With some of the seismic changes taking place in the wake of Texas and Oklahoma deciding to join the SEC, the ACC, Big Ten and Pac-12 have discussed forming an alliance.

Just don’t try to tell Finebaum that the alliance will be able to challenge the SEC at all. During an appearance on “McElroy and Cubelic in the Morning” on WJOX on Monday morning, Finebaum ripped the proposed alliance, saying there’s no reason to think it will have any impact on the SEC:

“I think it’s a desperate move that signifies absolutely zero,” he said. “What difference does it make if the ACC, the Big Ten, the Pac-12 and anyone else schedule games? That already happens. It doesn’t affect the most important aspect of the Texas-Oklahoma move. The SEC has simply left everyone else in the dust and has the first true super-conference and the biggest brands and the best value in college football. You can get all the games you want between Southern Cal and North Carolina and Clemson and Michigan, and so what? We already have these types of games. We’re two-and-a-half weeks away from Clemson-Georgia, Ohio State-Oregon, Michigan-Washington — these games are already on the schedule.
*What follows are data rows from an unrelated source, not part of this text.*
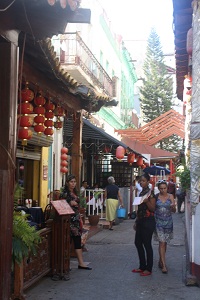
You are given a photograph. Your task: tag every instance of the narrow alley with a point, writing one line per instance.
(112, 255)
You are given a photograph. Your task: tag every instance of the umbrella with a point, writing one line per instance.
(156, 170)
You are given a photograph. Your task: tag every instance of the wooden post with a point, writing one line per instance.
(8, 130)
(77, 148)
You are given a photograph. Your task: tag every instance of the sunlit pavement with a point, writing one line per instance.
(112, 255)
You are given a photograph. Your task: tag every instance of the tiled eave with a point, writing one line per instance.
(41, 67)
(182, 20)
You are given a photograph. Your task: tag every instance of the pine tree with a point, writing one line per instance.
(157, 91)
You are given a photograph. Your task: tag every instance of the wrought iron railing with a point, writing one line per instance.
(72, 50)
(95, 202)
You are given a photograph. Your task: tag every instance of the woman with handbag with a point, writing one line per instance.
(144, 227)
(165, 205)
(112, 195)
(70, 194)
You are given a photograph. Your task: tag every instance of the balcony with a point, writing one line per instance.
(79, 61)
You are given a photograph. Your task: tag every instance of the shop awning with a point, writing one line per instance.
(92, 134)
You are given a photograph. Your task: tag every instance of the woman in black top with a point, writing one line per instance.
(70, 194)
(112, 195)
(145, 226)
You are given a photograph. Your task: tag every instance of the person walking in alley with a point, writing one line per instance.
(171, 188)
(144, 227)
(112, 195)
(165, 205)
(70, 194)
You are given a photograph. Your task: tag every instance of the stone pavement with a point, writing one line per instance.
(112, 255)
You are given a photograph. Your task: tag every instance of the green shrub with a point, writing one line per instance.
(25, 238)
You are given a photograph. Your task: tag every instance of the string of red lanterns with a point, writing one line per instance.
(63, 161)
(24, 110)
(40, 111)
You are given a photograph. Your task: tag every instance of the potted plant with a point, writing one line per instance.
(83, 206)
(184, 176)
(25, 238)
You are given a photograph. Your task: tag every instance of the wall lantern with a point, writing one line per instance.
(139, 161)
(131, 158)
(120, 151)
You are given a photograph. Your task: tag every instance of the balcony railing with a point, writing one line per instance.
(72, 51)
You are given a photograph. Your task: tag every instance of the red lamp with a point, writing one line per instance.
(40, 111)
(64, 150)
(49, 106)
(63, 170)
(131, 158)
(140, 161)
(120, 151)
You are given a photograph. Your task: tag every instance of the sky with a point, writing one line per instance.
(133, 19)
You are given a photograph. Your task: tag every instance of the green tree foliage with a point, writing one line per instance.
(157, 91)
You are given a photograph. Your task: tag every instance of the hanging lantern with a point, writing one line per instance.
(26, 94)
(24, 120)
(59, 113)
(25, 108)
(24, 134)
(120, 151)
(187, 91)
(58, 124)
(40, 111)
(189, 44)
(131, 158)
(63, 170)
(64, 156)
(64, 150)
(49, 106)
(64, 163)
(139, 161)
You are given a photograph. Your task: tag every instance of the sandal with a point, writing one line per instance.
(160, 265)
(145, 273)
(137, 271)
(164, 270)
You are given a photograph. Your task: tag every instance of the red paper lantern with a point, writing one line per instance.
(26, 94)
(140, 161)
(59, 111)
(39, 100)
(189, 43)
(64, 156)
(49, 121)
(39, 128)
(63, 170)
(49, 114)
(48, 131)
(131, 158)
(64, 163)
(25, 108)
(120, 151)
(24, 134)
(39, 110)
(58, 124)
(64, 150)
(49, 106)
(25, 121)
(39, 119)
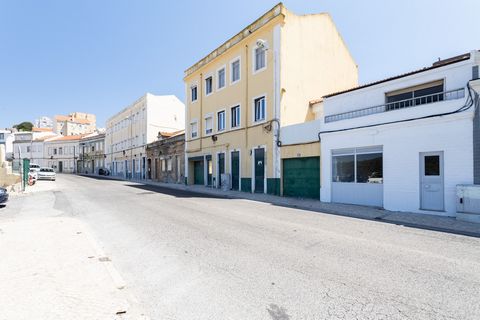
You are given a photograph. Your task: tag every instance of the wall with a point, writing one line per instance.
(402, 144)
(314, 62)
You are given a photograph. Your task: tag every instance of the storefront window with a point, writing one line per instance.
(358, 165)
(343, 168)
(370, 168)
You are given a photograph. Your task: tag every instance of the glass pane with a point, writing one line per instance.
(343, 169)
(370, 168)
(432, 165)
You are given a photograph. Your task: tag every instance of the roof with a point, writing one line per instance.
(435, 65)
(260, 22)
(43, 138)
(34, 129)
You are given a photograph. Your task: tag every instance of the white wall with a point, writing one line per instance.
(402, 144)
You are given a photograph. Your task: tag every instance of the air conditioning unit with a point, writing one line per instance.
(468, 203)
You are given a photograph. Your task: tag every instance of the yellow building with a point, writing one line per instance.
(240, 95)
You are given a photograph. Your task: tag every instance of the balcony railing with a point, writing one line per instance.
(408, 103)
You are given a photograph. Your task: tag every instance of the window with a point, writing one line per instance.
(208, 85)
(193, 93)
(360, 165)
(235, 117)
(260, 58)
(221, 121)
(193, 129)
(259, 109)
(343, 168)
(208, 125)
(423, 94)
(221, 78)
(235, 70)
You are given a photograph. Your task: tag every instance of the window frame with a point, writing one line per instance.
(232, 82)
(254, 59)
(209, 116)
(194, 121)
(193, 86)
(210, 76)
(355, 152)
(224, 120)
(254, 119)
(239, 117)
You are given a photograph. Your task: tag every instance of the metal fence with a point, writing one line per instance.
(412, 102)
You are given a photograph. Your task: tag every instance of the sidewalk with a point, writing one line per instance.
(52, 269)
(408, 219)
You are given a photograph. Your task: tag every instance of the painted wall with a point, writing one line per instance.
(402, 145)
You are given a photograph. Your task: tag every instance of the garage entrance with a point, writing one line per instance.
(301, 177)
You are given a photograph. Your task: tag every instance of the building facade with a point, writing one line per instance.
(62, 153)
(130, 130)
(166, 158)
(6, 139)
(92, 153)
(75, 123)
(241, 94)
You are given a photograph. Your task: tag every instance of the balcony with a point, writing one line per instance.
(397, 105)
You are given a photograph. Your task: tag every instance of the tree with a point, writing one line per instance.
(24, 126)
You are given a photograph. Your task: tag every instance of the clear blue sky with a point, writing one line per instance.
(98, 56)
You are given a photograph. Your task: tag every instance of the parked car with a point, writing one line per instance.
(46, 174)
(35, 167)
(3, 195)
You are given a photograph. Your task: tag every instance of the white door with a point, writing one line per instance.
(431, 181)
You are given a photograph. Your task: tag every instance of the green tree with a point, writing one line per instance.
(24, 126)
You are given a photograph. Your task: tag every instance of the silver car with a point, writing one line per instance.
(46, 174)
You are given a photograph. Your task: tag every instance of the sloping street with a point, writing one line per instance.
(189, 256)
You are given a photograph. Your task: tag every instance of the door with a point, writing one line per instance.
(198, 172)
(301, 177)
(431, 181)
(221, 168)
(235, 170)
(259, 170)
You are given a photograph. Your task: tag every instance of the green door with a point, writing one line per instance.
(236, 170)
(301, 177)
(198, 172)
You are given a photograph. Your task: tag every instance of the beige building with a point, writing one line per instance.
(92, 153)
(130, 130)
(74, 124)
(242, 93)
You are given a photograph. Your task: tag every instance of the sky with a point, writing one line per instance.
(99, 56)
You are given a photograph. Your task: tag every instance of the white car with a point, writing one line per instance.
(46, 174)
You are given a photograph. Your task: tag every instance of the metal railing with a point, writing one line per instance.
(412, 102)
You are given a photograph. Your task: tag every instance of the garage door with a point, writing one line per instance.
(301, 177)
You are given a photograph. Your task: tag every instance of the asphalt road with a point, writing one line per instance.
(187, 256)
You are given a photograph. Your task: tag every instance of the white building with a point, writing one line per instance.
(403, 143)
(130, 130)
(6, 138)
(43, 122)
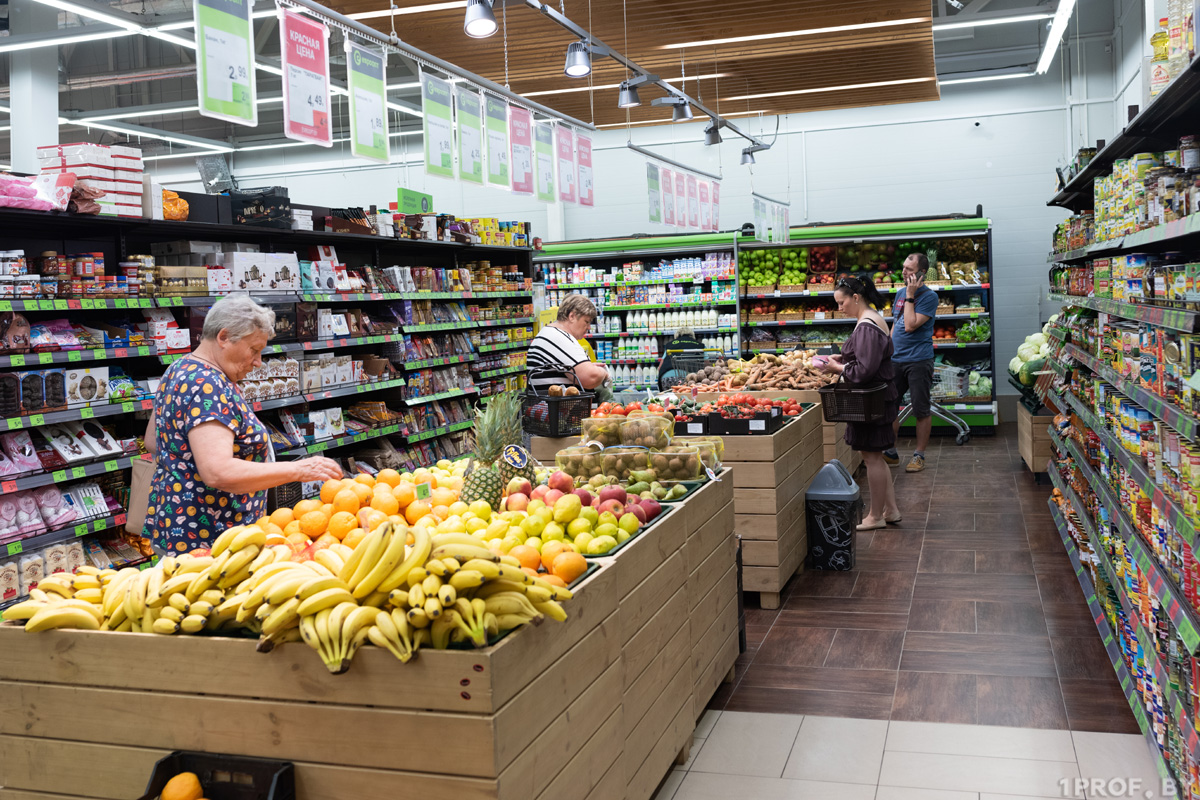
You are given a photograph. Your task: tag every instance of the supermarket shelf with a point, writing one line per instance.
(63, 534)
(1161, 500)
(430, 398)
(72, 414)
(70, 473)
(1185, 423)
(71, 356)
(1110, 642)
(454, 427)
(1168, 115)
(442, 361)
(1179, 319)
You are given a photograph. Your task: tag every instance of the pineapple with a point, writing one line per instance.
(497, 427)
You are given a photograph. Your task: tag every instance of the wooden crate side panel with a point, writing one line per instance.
(658, 720)
(661, 758)
(718, 528)
(103, 659)
(711, 571)
(641, 650)
(555, 690)
(561, 740)
(589, 765)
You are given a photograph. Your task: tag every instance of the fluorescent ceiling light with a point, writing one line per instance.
(991, 20)
(983, 78)
(809, 31)
(823, 89)
(411, 10)
(1057, 28)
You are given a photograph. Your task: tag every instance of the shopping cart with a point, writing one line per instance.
(949, 383)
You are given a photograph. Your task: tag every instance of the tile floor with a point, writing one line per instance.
(966, 612)
(807, 757)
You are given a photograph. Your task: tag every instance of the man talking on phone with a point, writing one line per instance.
(912, 343)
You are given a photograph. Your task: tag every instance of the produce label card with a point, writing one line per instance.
(304, 44)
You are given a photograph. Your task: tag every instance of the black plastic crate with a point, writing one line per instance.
(227, 777)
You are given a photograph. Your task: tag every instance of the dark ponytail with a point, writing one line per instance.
(863, 284)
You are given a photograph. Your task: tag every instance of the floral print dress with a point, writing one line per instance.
(184, 513)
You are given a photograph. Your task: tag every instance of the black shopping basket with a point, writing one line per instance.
(845, 403)
(555, 415)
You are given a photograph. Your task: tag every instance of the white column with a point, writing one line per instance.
(35, 85)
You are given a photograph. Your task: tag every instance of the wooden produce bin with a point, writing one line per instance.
(537, 715)
(769, 477)
(1033, 439)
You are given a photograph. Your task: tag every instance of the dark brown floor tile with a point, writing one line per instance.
(1097, 705)
(1081, 657)
(870, 681)
(796, 647)
(993, 588)
(1018, 702)
(822, 583)
(885, 585)
(945, 615)
(1003, 563)
(865, 650)
(790, 701)
(935, 697)
(961, 561)
(1018, 619)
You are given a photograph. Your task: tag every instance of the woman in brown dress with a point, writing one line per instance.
(865, 361)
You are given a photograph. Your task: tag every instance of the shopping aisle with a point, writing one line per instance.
(805, 757)
(967, 612)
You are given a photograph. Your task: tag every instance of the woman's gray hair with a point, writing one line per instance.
(240, 316)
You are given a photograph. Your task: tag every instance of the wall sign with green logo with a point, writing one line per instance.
(225, 60)
(369, 102)
(438, 126)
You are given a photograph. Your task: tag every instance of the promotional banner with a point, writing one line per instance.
(369, 102)
(496, 115)
(693, 203)
(521, 134)
(471, 134)
(583, 154)
(544, 160)
(304, 47)
(667, 180)
(564, 144)
(653, 192)
(225, 60)
(681, 200)
(436, 101)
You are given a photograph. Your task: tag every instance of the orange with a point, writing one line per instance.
(313, 524)
(384, 503)
(353, 537)
(305, 506)
(184, 786)
(329, 488)
(341, 523)
(550, 551)
(347, 500)
(405, 493)
(528, 557)
(569, 566)
(415, 510)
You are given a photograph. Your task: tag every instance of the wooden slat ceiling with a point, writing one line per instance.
(537, 48)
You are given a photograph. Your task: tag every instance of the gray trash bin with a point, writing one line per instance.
(834, 507)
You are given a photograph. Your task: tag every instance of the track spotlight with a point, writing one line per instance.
(579, 60)
(479, 22)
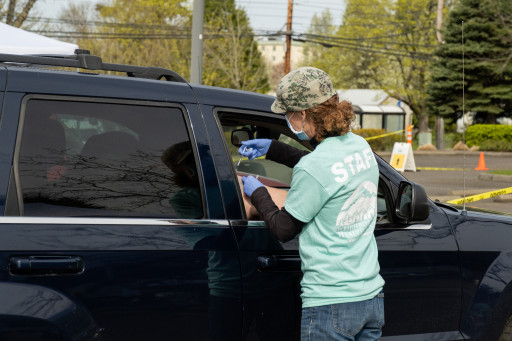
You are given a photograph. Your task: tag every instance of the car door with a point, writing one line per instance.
(419, 261)
(112, 225)
(271, 292)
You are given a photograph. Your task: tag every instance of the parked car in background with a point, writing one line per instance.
(122, 218)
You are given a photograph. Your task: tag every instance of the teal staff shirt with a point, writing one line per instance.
(334, 191)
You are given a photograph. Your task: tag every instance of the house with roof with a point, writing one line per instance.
(375, 109)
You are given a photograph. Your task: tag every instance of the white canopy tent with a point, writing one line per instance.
(17, 41)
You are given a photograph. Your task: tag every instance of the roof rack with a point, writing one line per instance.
(84, 60)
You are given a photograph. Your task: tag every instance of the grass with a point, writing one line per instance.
(502, 172)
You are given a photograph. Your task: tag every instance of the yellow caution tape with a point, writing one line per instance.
(384, 135)
(482, 196)
(436, 168)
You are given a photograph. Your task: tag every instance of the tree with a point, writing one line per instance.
(385, 44)
(15, 12)
(487, 26)
(231, 56)
(157, 32)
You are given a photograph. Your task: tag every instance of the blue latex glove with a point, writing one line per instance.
(251, 184)
(254, 148)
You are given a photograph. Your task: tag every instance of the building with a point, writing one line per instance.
(273, 50)
(375, 109)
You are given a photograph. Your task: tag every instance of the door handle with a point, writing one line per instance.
(279, 263)
(46, 265)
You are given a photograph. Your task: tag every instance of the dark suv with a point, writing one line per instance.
(122, 218)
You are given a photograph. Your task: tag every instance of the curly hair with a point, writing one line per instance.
(331, 118)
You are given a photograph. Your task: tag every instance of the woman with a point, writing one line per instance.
(332, 203)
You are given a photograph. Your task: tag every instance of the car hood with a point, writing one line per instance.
(475, 211)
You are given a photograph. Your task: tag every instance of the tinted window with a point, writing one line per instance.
(101, 159)
(274, 174)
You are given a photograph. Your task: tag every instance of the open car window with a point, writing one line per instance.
(270, 173)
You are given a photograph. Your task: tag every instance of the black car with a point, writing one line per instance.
(122, 218)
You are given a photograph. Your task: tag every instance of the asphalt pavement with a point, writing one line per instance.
(445, 185)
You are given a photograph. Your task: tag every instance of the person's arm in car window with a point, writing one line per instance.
(281, 223)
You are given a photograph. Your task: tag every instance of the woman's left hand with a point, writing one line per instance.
(251, 184)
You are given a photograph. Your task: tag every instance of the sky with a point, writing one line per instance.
(265, 15)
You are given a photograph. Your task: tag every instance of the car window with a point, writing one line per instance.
(271, 173)
(104, 159)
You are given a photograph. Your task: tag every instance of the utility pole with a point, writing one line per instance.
(196, 61)
(288, 37)
(439, 34)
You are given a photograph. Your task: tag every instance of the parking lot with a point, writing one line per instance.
(452, 184)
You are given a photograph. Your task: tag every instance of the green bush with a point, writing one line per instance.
(382, 143)
(478, 134)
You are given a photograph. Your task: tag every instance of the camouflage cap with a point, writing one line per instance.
(302, 89)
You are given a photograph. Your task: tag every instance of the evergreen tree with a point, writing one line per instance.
(487, 27)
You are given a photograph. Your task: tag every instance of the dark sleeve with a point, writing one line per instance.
(284, 154)
(281, 223)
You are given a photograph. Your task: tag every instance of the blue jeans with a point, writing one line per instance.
(354, 321)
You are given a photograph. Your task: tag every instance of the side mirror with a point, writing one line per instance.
(239, 135)
(411, 202)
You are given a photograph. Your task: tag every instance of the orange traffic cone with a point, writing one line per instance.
(481, 162)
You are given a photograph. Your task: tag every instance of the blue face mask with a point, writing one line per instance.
(300, 134)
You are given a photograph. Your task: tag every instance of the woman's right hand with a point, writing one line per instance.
(254, 148)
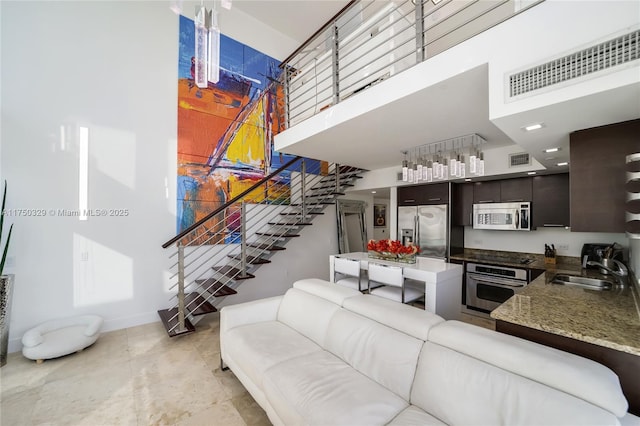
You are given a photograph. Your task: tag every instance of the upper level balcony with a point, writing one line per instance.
(386, 76)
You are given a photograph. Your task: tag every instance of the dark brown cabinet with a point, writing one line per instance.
(598, 175)
(550, 201)
(462, 204)
(502, 191)
(514, 190)
(414, 195)
(486, 192)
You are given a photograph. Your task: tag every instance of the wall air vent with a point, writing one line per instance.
(519, 159)
(617, 51)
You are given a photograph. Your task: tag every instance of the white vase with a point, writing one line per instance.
(6, 292)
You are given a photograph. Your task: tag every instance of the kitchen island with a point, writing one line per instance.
(600, 325)
(443, 281)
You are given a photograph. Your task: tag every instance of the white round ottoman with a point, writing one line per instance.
(59, 337)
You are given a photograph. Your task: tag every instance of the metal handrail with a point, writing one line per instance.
(228, 203)
(347, 66)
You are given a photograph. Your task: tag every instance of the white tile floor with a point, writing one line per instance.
(137, 376)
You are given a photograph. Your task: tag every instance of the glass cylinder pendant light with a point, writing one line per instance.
(453, 165)
(214, 48)
(201, 38)
(410, 172)
(405, 168)
(472, 162)
(445, 169)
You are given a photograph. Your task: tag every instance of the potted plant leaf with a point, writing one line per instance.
(6, 284)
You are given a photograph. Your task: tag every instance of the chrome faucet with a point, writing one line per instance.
(621, 273)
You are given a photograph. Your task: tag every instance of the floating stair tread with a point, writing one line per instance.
(325, 194)
(165, 317)
(268, 247)
(276, 234)
(191, 300)
(216, 287)
(314, 204)
(232, 272)
(254, 260)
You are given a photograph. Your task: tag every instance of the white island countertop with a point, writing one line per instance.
(425, 269)
(443, 281)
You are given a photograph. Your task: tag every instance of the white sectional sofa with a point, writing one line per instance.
(323, 354)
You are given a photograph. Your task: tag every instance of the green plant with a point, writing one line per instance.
(6, 244)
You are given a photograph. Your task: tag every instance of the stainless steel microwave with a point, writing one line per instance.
(502, 216)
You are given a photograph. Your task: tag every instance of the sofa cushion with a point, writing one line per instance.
(321, 389)
(408, 319)
(412, 416)
(459, 389)
(256, 347)
(327, 290)
(575, 375)
(379, 352)
(307, 314)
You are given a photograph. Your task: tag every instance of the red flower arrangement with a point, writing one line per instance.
(392, 246)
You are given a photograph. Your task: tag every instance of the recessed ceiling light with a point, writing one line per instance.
(532, 127)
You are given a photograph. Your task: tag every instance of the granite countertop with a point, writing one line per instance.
(606, 318)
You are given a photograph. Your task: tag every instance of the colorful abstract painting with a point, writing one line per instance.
(225, 132)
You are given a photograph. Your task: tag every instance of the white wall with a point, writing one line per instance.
(567, 243)
(383, 233)
(112, 67)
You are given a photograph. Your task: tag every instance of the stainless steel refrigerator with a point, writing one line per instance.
(426, 226)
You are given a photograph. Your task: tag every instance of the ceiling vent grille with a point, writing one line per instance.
(617, 51)
(520, 159)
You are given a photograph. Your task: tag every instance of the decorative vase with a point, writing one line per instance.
(6, 292)
(407, 258)
(382, 255)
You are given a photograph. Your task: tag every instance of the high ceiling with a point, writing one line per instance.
(297, 19)
(405, 121)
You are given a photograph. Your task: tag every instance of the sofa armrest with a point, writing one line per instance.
(630, 420)
(232, 316)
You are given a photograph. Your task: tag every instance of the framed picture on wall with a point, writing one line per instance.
(379, 215)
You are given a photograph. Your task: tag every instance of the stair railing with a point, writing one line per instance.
(370, 41)
(245, 229)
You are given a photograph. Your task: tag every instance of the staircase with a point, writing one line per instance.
(216, 254)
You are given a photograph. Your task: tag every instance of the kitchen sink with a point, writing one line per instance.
(584, 282)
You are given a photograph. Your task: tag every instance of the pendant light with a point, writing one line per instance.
(405, 168)
(200, 57)
(213, 70)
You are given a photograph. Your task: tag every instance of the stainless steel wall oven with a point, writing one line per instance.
(489, 286)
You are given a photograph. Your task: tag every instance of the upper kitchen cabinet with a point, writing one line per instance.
(486, 192)
(502, 191)
(514, 190)
(550, 201)
(462, 204)
(597, 176)
(414, 195)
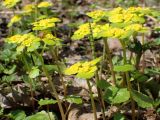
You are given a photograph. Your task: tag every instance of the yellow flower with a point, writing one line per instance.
(134, 27)
(45, 23)
(28, 8)
(118, 10)
(96, 15)
(14, 39)
(84, 70)
(116, 18)
(10, 3)
(49, 39)
(83, 30)
(44, 4)
(29, 41)
(13, 20)
(100, 30)
(127, 17)
(73, 69)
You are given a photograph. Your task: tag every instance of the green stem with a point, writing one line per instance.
(110, 61)
(128, 80)
(52, 87)
(101, 101)
(92, 100)
(143, 56)
(30, 79)
(59, 71)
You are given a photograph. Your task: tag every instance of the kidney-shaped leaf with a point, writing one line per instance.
(142, 100)
(116, 95)
(74, 99)
(124, 68)
(46, 101)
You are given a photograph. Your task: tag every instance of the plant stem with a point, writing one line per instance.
(52, 87)
(143, 56)
(59, 71)
(128, 80)
(30, 79)
(101, 101)
(110, 61)
(92, 100)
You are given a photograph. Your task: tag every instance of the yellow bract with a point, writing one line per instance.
(13, 20)
(84, 70)
(83, 30)
(96, 15)
(44, 4)
(29, 8)
(30, 41)
(45, 23)
(49, 39)
(116, 18)
(10, 3)
(98, 31)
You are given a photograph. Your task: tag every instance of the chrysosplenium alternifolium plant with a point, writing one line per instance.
(124, 25)
(85, 70)
(120, 23)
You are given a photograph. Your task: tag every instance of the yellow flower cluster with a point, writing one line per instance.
(132, 15)
(10, 3)
(84, 70)
(85, 29)
(49, 39)
(45, 23)
(29, 41)
(44, 4)
(13, 20)
(97, 15)
(29, 8)
(123, 23)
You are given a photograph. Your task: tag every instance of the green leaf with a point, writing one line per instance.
(53, 68)
(18, 115)
(74, 99)
(119, 116)
(124, 68)
(142, 100)
(42, 116)
(103, 84)
(85, 75)
(33, 47)
(10, 70)
(9, 78)
(46, 102)
(34, 72)
(116, 95)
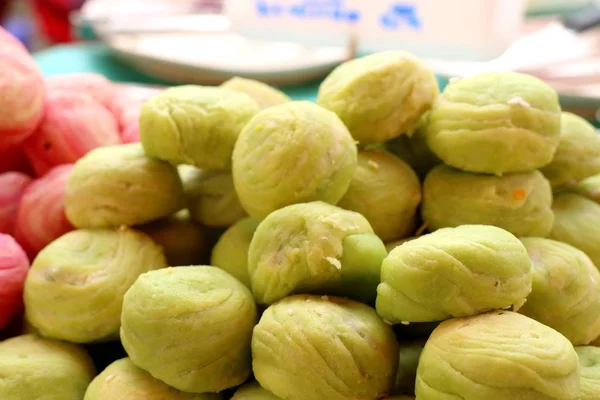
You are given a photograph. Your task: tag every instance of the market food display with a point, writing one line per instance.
(387, 241)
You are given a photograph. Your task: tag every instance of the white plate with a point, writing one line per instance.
(217, 54)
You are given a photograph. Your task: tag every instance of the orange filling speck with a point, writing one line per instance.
(519, 194)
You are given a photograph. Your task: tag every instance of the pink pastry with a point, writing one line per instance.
(13, 158)
(13, 270)
(41, 214)
(22, 91)
(12, 186)
(101, 89)
(131, 134)
(74, 124)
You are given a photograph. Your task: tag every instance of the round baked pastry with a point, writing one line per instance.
(315, 348)
(588, 187)
(75, 287)
(120, 185)
(495, 122)
(23, 91)
(293, 153)
(35, 368)
(380, 96)
(231, 251)
(41, 215)
(414, 150)
(589, 361)
(195, 125)
(501, 356)
(454, 272)
(211, 197)
(183, 241)
(577, 221)
(101, 89)
(520, 202)
(566, 290)
(190, 327)
(123, 380)
(73, 124)
(13, 186)
(265, 95)
(14, 266)
(387, 192)
(314, 248)
(578, 153)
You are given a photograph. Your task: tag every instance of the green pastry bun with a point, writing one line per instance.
(381, 96)
(190, 327)
(253, 391)
(520, 202)
(501, 356)
(75, 287)
(392, 245)
(315, 348)
(123, 380)
(293, 153)
(588, 187)
(195, 125)
(453, 272)
(566, 290)
(495, 123)
(314, 248)
(183, 241)
(414, 149)
(231, 251)
(578, 153)
(211, 198)
(119, 185)
(265, 95)
(32, 368)
(387, 192)
(589, 361)
(577, 221)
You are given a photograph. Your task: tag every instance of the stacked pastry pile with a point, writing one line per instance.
(260, 248)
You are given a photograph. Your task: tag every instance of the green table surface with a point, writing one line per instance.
(94, 57)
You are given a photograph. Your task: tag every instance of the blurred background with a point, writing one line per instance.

“And, once the 12-team Playoff shows up, whenever that is, it’s going to make all this stuff even more obsolete. If you’re sitting there in all these other leagues, you’ve looked at the map, you’ve tried to do the math. There’s simply no move. The Big 12 doesn’t have a move. The ACC, short of Notre Dame changing its mind, doesn’t have a move. And the Big Ten certainly doesn’t have a move. You meet with your colleagues, you come up with contingency plans. You try to do anything you can to blame one person for every single thing that has happened. You try to blow up a 12-team Playoff because of one person, and that one person is Greg Sankey.

“Quite frankly, all Greg Sankey did was take a phone call. That’s all he did. He didn’t conspire. He didn’t try to manipulate the system. He played within the rules of the College Football Playoff. He met with the other 3 gentlemen on the committee, and he gets all the blame for everything. Everyone also wants to blame ESPN and say let’s open it up to FOX in 4 or 5 years, and they accomplished nothing. … This drives me crazy. The Pac-12 needs the 12-team Playoff more than anyone else. The Big Ten could use it. The ACC has done OK with Clemson, and the SEC is assured a spot every year, so what do they care?”

Will this possible alliance actually happen? If so, what will college football look like in 4-5 years? We’ll find out soon enough, it seems.